Issue:
In the yarn logs (depending on the cluster mode used), you see the following log for the job:
ERROR spark.SparkContext: Error initializing SparkContext.
org.apache.spark.SparkException: Exception when registering SparkListener
at org.apache.spark.SparkContext.setupAndStartListenerBus(SparkContext.scala:2364)
at org.apache.spark.SparkContext.<init>(SparkContext.scala:553)
at org.apache.spark.SparkContext$.getOrCreate(SparkContext.scala:2486)

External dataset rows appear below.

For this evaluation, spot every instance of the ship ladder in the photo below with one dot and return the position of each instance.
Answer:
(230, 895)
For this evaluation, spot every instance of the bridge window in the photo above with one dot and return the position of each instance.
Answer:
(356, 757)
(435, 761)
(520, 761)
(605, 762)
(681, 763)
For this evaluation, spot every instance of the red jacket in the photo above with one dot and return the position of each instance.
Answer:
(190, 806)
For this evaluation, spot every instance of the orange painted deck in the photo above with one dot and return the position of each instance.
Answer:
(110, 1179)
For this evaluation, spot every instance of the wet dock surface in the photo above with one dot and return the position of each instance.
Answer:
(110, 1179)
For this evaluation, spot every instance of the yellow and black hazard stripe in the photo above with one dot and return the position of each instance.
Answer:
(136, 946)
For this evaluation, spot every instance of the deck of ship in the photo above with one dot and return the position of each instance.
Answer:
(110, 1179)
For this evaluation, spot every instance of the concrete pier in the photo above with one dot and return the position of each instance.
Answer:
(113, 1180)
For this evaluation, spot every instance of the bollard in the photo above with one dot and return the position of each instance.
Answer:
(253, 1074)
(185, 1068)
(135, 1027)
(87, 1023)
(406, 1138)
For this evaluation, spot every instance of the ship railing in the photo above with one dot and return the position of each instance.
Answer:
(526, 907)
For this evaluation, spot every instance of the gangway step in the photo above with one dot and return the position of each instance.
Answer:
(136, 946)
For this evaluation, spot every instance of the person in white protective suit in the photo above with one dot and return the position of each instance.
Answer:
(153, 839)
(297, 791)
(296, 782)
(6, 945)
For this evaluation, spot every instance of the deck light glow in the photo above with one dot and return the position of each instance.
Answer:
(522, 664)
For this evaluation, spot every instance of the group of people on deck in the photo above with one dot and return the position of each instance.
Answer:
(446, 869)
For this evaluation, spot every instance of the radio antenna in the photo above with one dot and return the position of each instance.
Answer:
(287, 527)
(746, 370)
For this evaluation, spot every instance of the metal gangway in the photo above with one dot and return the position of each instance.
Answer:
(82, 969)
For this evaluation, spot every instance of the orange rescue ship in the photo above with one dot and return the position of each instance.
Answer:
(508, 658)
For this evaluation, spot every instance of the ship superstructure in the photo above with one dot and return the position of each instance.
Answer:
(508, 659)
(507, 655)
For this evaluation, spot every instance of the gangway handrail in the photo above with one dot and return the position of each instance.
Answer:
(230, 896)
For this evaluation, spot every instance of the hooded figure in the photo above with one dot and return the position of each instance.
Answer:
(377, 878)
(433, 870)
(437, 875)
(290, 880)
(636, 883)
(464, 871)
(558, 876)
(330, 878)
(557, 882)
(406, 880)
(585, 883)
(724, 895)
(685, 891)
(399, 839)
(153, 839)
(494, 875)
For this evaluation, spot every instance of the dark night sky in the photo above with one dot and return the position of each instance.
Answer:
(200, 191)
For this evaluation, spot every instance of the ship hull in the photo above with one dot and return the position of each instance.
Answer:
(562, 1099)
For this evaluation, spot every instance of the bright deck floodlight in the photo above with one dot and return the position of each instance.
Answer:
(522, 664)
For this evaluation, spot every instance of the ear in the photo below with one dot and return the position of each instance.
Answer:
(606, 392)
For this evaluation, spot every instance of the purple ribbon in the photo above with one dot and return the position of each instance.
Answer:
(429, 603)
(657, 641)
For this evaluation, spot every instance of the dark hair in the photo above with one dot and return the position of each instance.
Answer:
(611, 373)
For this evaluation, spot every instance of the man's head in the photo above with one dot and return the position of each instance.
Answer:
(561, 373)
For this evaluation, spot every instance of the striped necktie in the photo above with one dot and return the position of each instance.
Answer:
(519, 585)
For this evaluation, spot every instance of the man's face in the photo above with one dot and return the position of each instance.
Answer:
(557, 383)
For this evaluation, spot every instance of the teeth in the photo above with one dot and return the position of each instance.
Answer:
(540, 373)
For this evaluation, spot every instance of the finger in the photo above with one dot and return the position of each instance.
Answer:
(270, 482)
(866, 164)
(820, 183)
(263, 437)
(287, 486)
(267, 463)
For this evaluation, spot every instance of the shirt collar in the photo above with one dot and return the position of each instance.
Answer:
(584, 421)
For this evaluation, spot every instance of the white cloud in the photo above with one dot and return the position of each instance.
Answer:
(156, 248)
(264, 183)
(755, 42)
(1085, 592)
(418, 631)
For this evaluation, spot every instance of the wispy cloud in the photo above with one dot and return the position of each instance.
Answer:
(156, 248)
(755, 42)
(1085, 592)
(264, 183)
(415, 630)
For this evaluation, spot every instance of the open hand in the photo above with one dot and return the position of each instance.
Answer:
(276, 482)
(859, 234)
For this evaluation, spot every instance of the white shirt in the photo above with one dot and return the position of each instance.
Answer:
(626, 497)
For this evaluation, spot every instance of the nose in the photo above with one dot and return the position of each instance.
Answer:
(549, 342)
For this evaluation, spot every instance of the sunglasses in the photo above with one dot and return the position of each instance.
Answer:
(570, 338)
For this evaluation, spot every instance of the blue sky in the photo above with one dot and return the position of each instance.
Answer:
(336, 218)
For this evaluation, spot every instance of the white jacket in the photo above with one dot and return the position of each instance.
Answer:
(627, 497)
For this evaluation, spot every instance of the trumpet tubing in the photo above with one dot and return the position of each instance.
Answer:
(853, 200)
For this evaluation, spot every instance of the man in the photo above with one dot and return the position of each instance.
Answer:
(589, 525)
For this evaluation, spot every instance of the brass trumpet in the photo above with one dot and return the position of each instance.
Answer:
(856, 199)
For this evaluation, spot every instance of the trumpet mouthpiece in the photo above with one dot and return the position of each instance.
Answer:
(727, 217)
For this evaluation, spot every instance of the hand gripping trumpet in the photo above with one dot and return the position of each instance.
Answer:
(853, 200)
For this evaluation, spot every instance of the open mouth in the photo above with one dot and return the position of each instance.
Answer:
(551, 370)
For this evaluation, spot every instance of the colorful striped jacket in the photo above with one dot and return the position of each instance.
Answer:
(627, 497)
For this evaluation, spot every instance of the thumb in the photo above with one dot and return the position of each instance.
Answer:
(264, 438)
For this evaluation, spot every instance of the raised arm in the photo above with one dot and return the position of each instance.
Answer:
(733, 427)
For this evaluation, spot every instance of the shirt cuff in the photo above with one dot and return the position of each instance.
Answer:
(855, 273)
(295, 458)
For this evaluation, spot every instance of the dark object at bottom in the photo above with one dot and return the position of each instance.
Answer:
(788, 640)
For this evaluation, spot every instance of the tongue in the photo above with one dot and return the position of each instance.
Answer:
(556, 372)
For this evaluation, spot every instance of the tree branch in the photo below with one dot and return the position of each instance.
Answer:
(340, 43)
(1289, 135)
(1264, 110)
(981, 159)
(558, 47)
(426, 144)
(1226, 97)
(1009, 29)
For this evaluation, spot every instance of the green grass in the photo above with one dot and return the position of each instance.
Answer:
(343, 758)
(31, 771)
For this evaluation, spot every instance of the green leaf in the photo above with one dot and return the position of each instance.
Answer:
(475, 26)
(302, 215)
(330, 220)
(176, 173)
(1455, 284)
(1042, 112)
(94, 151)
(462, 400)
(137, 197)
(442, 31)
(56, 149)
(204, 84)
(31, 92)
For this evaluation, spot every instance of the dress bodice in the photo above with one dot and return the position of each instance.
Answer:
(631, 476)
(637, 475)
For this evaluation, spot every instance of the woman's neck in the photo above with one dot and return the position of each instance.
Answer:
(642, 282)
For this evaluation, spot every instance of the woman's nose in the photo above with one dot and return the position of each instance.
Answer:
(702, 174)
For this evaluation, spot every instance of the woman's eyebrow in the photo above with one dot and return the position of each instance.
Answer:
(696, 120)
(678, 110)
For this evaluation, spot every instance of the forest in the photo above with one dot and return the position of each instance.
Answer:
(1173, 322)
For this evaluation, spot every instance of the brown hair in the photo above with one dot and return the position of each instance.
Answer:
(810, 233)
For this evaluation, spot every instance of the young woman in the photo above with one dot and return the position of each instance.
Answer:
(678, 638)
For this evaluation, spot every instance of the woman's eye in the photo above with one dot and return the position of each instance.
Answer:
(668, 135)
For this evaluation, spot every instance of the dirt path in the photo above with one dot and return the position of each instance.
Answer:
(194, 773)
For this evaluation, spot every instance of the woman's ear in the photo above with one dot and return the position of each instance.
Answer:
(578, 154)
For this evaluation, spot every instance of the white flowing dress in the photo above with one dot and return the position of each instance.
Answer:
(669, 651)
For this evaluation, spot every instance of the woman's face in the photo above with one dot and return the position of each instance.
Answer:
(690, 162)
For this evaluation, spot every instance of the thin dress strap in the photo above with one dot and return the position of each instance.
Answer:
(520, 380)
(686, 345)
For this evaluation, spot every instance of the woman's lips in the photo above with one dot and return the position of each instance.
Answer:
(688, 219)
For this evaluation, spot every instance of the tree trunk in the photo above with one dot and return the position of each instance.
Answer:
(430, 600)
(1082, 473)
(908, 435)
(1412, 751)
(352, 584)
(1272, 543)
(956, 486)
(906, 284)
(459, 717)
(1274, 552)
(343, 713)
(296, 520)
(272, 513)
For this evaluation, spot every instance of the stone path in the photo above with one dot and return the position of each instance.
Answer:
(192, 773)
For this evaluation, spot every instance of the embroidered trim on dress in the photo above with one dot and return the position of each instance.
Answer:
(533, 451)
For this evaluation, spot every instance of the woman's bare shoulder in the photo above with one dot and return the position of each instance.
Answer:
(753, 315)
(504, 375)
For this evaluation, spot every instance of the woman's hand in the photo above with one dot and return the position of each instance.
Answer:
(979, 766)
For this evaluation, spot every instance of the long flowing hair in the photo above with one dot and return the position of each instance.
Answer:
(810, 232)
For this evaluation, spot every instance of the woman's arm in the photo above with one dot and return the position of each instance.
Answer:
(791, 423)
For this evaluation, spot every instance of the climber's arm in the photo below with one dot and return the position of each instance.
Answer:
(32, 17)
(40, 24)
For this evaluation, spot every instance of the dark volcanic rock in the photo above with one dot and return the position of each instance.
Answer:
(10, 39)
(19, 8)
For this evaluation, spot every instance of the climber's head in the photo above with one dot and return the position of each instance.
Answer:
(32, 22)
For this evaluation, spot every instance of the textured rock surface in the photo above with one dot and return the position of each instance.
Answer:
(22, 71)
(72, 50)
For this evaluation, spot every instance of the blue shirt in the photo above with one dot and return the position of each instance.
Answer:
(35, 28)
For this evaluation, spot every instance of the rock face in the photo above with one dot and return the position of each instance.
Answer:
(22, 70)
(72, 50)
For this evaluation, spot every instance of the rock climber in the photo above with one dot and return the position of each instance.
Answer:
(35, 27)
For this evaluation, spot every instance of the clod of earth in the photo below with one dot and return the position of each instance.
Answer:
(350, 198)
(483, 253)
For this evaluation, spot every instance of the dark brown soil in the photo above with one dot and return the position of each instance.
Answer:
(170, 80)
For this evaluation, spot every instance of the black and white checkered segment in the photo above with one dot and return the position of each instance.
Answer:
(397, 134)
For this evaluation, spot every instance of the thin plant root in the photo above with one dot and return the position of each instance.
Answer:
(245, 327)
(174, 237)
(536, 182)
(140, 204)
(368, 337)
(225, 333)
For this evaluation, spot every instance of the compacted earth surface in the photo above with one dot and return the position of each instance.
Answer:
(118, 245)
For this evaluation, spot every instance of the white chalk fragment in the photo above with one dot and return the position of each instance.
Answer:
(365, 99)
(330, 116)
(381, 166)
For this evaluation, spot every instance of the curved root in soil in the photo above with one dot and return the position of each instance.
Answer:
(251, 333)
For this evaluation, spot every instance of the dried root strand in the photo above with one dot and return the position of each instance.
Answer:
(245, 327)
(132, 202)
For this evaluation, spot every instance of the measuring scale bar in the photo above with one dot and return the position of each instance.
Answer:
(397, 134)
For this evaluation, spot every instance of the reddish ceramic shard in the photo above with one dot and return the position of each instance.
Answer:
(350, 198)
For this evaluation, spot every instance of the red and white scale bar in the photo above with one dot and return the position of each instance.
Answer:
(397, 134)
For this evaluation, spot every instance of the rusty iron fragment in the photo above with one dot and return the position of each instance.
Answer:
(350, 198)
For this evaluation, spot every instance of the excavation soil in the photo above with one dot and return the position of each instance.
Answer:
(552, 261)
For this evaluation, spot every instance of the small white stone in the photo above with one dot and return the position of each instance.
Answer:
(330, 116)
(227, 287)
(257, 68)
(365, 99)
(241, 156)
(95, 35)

at org.apache.spark.sql.SparkSession$Builder$$anonfun$7.apply(SparkSession.scala:930)
at org.apache.spark.sql.SparkSession$Builder$$anonfun$7.apply(SparkSession.scala:921)
at scala.Option.getOrElse(Option.scala:121)
at org.apache.spark.sql.SparkSession$Builder.getOrCreate(SparkSession.scala:921)
at com.streamsets.transformer.BootstrapSparkMain.main(BootstrapSparkMain.java:117)
at sun.reflect.NativeMethodAccessorImpl.invoke0(Native Method)
at sun.reflect.NativeMethodAccessorImpl.invoke(NativeMethodAccessorImpl.java:62)
at sun.reflect.DelegatingMethodAccessorImpl.invoke(DelegatingMethodAccessorImpl.java:43)
at java.lang.reflect.Method.invoke(Method.java:498)
at org.apache.spark.deploy.yarn.ApplicationMaster$$anon$2.run(ApplicationMaster.scala:688)
Caused by: java.io.FileNotFoundException: Lineage directory /var/log/spark2/lineage doesn't exist or is not writable.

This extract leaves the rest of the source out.